Tangan kiriku menghapus satu demi satu kenangan dalam
genggaman, sementara tangan kananku menulis sepotong lirik di antara
gerbong-gerbong penurut:
“Sisa malam bersama
lampu-lampu jalang. Terasa lengang, ada yang hilang.
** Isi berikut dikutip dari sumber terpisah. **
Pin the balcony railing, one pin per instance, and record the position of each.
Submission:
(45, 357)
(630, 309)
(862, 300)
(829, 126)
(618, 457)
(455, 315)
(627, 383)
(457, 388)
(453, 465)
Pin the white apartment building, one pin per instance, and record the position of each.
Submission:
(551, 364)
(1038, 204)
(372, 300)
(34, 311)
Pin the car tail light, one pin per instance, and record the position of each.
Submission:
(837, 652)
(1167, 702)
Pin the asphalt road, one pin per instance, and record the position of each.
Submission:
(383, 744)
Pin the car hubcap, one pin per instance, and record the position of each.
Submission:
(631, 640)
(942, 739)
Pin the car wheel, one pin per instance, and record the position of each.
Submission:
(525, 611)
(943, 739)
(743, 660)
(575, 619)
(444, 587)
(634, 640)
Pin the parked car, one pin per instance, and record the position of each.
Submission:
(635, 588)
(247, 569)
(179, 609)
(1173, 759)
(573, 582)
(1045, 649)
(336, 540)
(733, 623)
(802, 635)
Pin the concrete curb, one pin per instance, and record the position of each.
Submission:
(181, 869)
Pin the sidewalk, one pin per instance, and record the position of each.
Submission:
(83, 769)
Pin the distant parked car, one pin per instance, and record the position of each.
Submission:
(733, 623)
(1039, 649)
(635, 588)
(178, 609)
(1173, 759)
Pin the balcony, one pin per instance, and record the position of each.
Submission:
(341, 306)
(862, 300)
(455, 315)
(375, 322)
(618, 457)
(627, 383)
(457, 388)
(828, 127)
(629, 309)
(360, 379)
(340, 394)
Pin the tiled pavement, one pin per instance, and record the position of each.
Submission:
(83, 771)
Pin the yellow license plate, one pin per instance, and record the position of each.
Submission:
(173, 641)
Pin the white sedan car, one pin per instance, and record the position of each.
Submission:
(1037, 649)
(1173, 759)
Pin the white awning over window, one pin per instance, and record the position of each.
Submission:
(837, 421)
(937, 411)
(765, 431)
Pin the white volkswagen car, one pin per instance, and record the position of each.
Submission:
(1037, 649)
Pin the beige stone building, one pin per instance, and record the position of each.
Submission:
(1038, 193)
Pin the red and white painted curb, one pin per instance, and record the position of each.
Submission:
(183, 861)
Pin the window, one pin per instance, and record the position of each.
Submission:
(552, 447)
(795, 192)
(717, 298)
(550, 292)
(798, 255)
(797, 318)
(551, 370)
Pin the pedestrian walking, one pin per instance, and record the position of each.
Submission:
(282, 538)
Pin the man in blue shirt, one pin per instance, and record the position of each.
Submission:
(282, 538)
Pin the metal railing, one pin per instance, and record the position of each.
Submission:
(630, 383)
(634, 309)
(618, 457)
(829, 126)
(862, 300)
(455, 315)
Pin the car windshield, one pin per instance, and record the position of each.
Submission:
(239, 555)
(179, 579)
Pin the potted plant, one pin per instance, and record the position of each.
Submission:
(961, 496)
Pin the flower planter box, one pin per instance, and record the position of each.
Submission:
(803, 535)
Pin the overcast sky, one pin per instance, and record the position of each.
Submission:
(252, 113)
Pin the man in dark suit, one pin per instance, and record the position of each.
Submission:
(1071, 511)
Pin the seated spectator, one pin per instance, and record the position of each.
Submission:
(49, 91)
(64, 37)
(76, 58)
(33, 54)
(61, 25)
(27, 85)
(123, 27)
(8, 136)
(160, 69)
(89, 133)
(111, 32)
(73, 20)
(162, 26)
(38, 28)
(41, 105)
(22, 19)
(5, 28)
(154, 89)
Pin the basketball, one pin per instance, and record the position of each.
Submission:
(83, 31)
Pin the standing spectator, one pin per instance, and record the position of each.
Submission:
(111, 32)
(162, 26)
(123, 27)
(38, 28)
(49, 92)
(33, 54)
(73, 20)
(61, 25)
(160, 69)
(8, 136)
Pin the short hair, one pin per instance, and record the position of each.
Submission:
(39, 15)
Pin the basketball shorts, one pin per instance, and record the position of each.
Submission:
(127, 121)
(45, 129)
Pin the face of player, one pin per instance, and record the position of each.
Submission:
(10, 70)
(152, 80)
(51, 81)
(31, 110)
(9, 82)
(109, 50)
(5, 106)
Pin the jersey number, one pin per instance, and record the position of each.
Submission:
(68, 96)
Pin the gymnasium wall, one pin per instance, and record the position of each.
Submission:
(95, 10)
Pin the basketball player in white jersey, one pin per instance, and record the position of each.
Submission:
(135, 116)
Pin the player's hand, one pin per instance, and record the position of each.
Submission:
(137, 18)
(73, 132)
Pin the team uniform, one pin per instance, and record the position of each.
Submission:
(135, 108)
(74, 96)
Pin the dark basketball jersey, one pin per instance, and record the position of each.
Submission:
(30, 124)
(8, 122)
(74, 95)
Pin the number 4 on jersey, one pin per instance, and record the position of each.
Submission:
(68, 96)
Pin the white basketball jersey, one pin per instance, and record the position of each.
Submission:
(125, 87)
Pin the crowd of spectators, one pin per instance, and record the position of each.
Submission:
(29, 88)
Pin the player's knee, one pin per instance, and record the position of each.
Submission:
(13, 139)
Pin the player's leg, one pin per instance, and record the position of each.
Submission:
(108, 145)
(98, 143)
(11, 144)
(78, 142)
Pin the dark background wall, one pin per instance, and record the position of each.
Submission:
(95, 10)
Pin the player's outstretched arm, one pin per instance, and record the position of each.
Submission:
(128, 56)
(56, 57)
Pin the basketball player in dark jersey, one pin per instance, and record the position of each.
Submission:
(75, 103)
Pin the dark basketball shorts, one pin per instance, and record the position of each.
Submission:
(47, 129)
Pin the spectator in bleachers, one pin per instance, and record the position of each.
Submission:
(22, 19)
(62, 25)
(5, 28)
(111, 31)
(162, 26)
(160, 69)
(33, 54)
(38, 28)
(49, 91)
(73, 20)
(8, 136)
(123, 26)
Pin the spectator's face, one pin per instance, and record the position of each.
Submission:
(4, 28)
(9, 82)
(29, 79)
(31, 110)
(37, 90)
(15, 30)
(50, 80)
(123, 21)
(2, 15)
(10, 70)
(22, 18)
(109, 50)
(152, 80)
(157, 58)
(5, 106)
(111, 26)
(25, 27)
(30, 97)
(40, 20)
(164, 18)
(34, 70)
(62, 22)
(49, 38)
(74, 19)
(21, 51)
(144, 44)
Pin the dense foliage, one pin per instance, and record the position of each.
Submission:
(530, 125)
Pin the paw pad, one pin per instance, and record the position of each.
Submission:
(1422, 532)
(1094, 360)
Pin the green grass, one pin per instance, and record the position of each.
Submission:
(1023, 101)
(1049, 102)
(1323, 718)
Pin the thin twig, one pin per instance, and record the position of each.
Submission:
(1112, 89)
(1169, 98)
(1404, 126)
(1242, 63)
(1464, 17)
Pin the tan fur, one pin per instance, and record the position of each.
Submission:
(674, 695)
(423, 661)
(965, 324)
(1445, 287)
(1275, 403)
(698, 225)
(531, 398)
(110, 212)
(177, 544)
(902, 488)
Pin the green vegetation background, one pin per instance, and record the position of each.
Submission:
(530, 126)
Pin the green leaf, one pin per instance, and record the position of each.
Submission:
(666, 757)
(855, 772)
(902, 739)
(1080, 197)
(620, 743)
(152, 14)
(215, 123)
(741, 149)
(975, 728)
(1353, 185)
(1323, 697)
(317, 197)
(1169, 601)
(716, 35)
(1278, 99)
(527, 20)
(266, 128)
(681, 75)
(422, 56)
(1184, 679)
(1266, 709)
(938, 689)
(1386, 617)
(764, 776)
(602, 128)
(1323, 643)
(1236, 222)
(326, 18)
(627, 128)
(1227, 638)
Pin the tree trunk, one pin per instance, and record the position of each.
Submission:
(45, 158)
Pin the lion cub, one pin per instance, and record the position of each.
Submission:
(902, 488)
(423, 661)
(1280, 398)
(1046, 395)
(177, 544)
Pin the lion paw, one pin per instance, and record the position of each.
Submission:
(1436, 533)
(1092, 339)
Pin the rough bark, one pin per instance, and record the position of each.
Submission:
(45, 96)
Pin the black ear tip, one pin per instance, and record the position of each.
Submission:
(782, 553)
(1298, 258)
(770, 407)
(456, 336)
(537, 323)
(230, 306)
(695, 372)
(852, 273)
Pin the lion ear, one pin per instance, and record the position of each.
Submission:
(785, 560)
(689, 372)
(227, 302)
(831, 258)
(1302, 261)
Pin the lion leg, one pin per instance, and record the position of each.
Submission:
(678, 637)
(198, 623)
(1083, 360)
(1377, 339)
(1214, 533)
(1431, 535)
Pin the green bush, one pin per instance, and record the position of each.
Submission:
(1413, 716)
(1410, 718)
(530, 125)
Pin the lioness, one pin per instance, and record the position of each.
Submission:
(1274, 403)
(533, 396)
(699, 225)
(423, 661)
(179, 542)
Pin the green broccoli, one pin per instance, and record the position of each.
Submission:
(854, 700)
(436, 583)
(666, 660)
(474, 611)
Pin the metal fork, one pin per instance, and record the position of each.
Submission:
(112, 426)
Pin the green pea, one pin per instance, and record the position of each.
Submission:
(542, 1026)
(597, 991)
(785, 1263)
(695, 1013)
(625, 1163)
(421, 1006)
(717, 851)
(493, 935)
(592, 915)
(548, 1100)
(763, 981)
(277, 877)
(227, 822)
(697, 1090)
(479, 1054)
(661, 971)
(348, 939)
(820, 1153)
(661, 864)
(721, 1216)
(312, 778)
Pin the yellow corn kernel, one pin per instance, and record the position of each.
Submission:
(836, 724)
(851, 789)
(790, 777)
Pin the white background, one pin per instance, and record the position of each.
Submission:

Sejuta gulita kau sisakan,
memupuk subur ruang sesakku.
Dingin hadirkan kebekuan.
Luruhkan janji harap. Manusia perlu haru.
Lelahku lantang memaki.
Bibir-bibir terpaku. Merapat bisu.
Habis terbakar, madu
mengering. Cerita luka.
Hinamu kusiram, bersih tanpa
penawar.
Getir bahasa, pahit sungguh
dewasa.
Menggunting kisi-kisi mimpi,
merobek asa.”*
Lirik itu tak akan pernah selesai, sampai kutemukan
kebenaran atas segala pertanyaan yang gugur bergelimpangan. Dimana Fraya
membuang nestapa? Aku perlu tahu, aku harus merawatnya, menyiramnya di pagi dan
sore hari, hingga tumbuh menjadi rasa percaya diri. Hanya itu yang aku butuhkan
untuk melanjutkan langkah, melewati kerumunan manusia asing di sela-sela ketiak
rimbun.
Tapi lagi-lagi anda keliru jika menganggapku sedang
terpuruk, lantas menderita karenanya. Tidak. Percayalah, aku hanya sahabat yang
tidak diinginkan, bukan kekasihnya yang lain. Juga tak lebih dari apa yang
disaksikannya di kedai makan, malam itu. Ah sudahlah, anda tak perlu mencurigai
kesabaranku sebagai kenistaan. Sungguh, tak ada dusta yang kusembah melebihi
janji palsu.
Aku hanya sedang berduka untuk persahabatan kami. Karena
tepat di Jumat ke empat, aku telah lebih dulu mati bersama persahabatan yang
dibunuhnya. Sedangkan kekecewaan untuk segala yang ditimpakannya, sudah
terbayar dengan kebenaran atas dirinya sendiri. Lebih dari cukup untuk
menebusnya. Karena untuk itulah dia bersikap, untuk kebenaran yang belum tentu
bisa kulakukan. Atau, jika anda merasa mampu melakukannya, lakukanlah dengan
bangga. Tak perlu bersuara.
Dan seandainya, Jumat selanjutnya adalah kebenaran. Maka
aku akan merayakan setiap Jumat atas namanya. Mengingat persahabatan dengan
merubah warna kalender. Sekaligus merubah setiap hurufnya tanpa aksara, tak
menyerupai bahasa. Hanya Fraya yang mampu menterjemahkannya, bukan anda atau
pun aku sendiri yang sudah merusak warna-warna takdir di atasnya. Aku
menanggung kebencian yang disematkannya pada namaku, tanpa sebab. Tanpa emosi.
Dear Destiny,
begitulah kisah persahabatan kami. Aku sungguh terharu, anda sudi mendengarkan
kisah ini, meski kita belum sempat berjabat tangan untuk saling mengenal. Hmm,
pasti anda bertanya-tanya, mengapa aku begitu melankolis mendalami
persahabatan? Aku tidak memiliki alasan dalam hal ini. Aku hanya selalu
teringat nasihat ibu, ia sempat berkata saat aku tersesat:
“Temukan sahabat yang
seimbang denganmu, lalu jagalah dia.”
Hingga detik ini, aku belum juga mengerti maksud
ucapannya. Aku tak mampu menjaga sahabat, terlebih mengimbanginya. Ibu
meneteskan airmata, menatapku curiga saat aku menceritakan kisah persahabatanku
kali ini, persis seperti anda mencurigaiku. Mungkin, aku tidak akan pernah
mampu mengartikan nasihatnya, sebelum aku membasuh bersih kaki sucinya, lalu
menenggak habis setiap tetes bilas. Seraya memuja, mulialah semua wanita.